Inner Hebrides Isle of Colonsay
Colonsay is one of the most remote and most completely satisfying of the Inner Hebrides islands, a small island of approximately 20 square kilometres accessible by ferry from Oban and Kennacraig whose combination of the remarkable Kiloran Bay beach, the wooded gardens of Colonsay House, the standing stones of Fingal's Limpet Hammers and the authentic Hebridean island community creates one of the most complete small island experiences available in Scotland. The island has a permanent population of approximately 120 people and the character of a genuinely inhabited community distinguishes it from the uninhabited or day-trip islands of the Hebrides.
Kiloran Bay on the north side of Colonsay is one of the finest beaches in the Inner Hebrides, a broad sweep of Atlantic-facing sand of the brilliant white and turquoise quality characteristic of the best Hebridean beaches but very rare in the more accessible southern Hebrides. The bay faces northwest and receives the Atlantic swell that provides consistent wave action on a beach of considerable size, and the combination of the beach quality and the completely unspoiled setting makes Kiloran one of the finest beaches in Scotland.
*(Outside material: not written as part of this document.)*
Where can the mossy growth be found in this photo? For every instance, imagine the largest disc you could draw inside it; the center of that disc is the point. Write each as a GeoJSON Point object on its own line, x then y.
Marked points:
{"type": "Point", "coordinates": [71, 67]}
The Colonsay Garden, created around Colonsay House in the eighteenth and nineteenth centuries and benefiting from the mild Atlantic climate of the island, contains remarkable collections of rhododendrons and other acid-loving shrubs and provides an extraordinary horticultural contrast to the wild island landscape surrounding it. The Garden is one of the most northerly in Scotland to maintain such a collection of tender shrubs.